Probability that a sample is generated from a distribution

310 Views Asked by At

Let $f_X(x)$ and $g_{Y}(x)$ be probability mass functions of discrete random variables X and Y. Mike selects a random variable (he chooses $X$ with probability $1/2$ or $Y$ with probability $1/2$), then he generates a sample of it and gives it to us. Let $a$ be the number that we get. We don't know which random variable was selected. Based on the observation $a$, find the probability that he has selected $X$.

Let ${A}$ be the event that $a$ is observed. To answer this question, we have to calculate: \begin{align} {P}(a \text{ is a sample of } X|A)=\frac{P(A \cap \{X\text{ selected}\})}{P(A)}&=\frac{P(A | X\text{ selected})P(X\text{ selected})}{P(A|X \text{ selected })0.5+P(Y \text{ selected })0.5}\\&=\frac{f_X(a) 0.5}{P(A|X \text{ selected })0.5+P(Y \text{ selected })0.5}\\ &=\frac{f_X( a)}{f_X( a)+g_Y( a)}\\ \end{align}

How can we extend this to the continuous random variables?

For each probability density function (pdf) the probability of observing $a$ is zero. So, we cannot use the above math to calculate the probability we need.
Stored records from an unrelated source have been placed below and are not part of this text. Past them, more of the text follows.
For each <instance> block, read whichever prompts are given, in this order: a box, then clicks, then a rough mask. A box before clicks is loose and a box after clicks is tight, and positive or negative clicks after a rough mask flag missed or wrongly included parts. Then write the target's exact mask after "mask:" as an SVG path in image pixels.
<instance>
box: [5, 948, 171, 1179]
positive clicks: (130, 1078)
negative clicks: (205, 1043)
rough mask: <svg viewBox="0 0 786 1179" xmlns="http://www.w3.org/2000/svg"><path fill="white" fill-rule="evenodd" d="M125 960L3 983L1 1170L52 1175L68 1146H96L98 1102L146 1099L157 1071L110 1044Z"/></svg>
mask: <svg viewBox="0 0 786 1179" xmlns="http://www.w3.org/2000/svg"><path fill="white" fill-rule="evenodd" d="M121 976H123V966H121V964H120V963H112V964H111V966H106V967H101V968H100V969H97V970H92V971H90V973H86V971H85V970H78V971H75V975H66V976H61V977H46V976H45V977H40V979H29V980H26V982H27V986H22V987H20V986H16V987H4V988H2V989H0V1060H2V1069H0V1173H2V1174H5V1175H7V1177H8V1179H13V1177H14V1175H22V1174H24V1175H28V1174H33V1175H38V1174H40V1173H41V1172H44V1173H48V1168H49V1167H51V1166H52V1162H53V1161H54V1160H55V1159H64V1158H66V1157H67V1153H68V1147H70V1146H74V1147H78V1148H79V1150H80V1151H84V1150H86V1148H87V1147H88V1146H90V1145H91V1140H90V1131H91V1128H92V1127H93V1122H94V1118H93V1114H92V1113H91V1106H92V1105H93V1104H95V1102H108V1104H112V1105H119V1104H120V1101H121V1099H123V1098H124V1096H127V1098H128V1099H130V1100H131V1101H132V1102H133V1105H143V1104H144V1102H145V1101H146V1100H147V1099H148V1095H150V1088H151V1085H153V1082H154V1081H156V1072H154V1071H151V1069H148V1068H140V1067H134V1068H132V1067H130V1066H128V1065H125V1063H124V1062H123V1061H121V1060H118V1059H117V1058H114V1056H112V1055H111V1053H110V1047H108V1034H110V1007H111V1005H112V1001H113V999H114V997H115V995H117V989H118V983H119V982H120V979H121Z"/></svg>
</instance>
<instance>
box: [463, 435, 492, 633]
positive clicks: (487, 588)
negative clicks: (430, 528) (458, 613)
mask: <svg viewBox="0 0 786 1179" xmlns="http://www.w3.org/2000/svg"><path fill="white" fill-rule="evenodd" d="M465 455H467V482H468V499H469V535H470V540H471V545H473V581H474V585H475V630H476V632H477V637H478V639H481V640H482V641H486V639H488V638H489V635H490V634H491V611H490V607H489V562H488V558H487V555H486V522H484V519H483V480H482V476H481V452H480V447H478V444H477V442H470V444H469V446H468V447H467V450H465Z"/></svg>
But, intuitively, we can have examples of $X$s and $Y$s such that their support includes $a$, but one of them is more centered at $a$, so, it is more probable that it is generated from the one centered at $a$. How can we measure how much it is probable that $X$ generated $a$?

1

There are 1 best solutions below

5
On

Consider a small interval around $a$, i.e., the observed value to be in the interval $[a -\varepsilon, a+\varepsilon]$ and then take the limit $\varepsilon \to 0$ when evaluating the ratio.

Then the ratio becomes \begin{equation} \mathrm{lim}_{\varepsilon \to 0} \frac{\int^{a+\varepsilon}_{a-\varepsilon}f_X (x) dx}{\int^{a+\varepsilon}_{a-\varepsilon}f_X (x) dx \, + \int^{a+\varepsilon}_{a-\varepsilon}g_Y (y) dy } = \frac{f_X(a)}{f_X(a)+g_Y(a)} \end{equation}

For an illustration, let us consider $X \sim \mathcal{N}$(0,1) and $Y \sim \mathcal{N}(1,1)$ and take the observed value to be $a$.

\begin{align} \mathrm{lim}_{\varepsilon \to 0} \frac{\int^{a+\varepsilon}_{a-\varepsilon}f_X (x) dx}{\int^{a+\varepsilon}_{a-\varepsilon}f_X (x) dx \, + \int^{a+\varepsilon}_{a-\varepsilon}g_Y (y) dy } &= \mathrm{lim}_{\varepsilon \to 0}\frac{ \int^{a+\varepsilon}_{a-\varepsilon} \mathrm{e}^{-x^2/2} dx}{\int^{a+\varepsilon}_{a-\varepsilon} \mathrm{e}^{-x^2/2} dx \, + \, \int^{a+\varepsilon}_{a-\varepsilon} \mathrm{e}^{-(y-1)^2/2} dy} \end{align}
Using the Liebniz integral rule of differentiating under the integral sign to calculate the derivative for applying L'Hopital's rule, \begin{equation} \mathrm{lim}_{\varepsilon \to 0} \frac{e^{-(a+\varepsilon)^2/2}+e^{-(a-\varepsilon)^2/2} }{e^{-(a+\varepsilon)^2/2}+e^{-(a-\varepsilon)^2/2} + e^{-(a+\varepsilon-1)^2/2}+e^{-(a-\varepsilon-1)^2/2} } = \frac{e^{-(a)^2/2} }{e^{-(a)^2/2} + e^{-(a-1)^2/2} } \end{equation}

So, if the observed value is $0$, the probability that it came from the distribution $X$ $\approx .6225$, which is higher, like we would expect.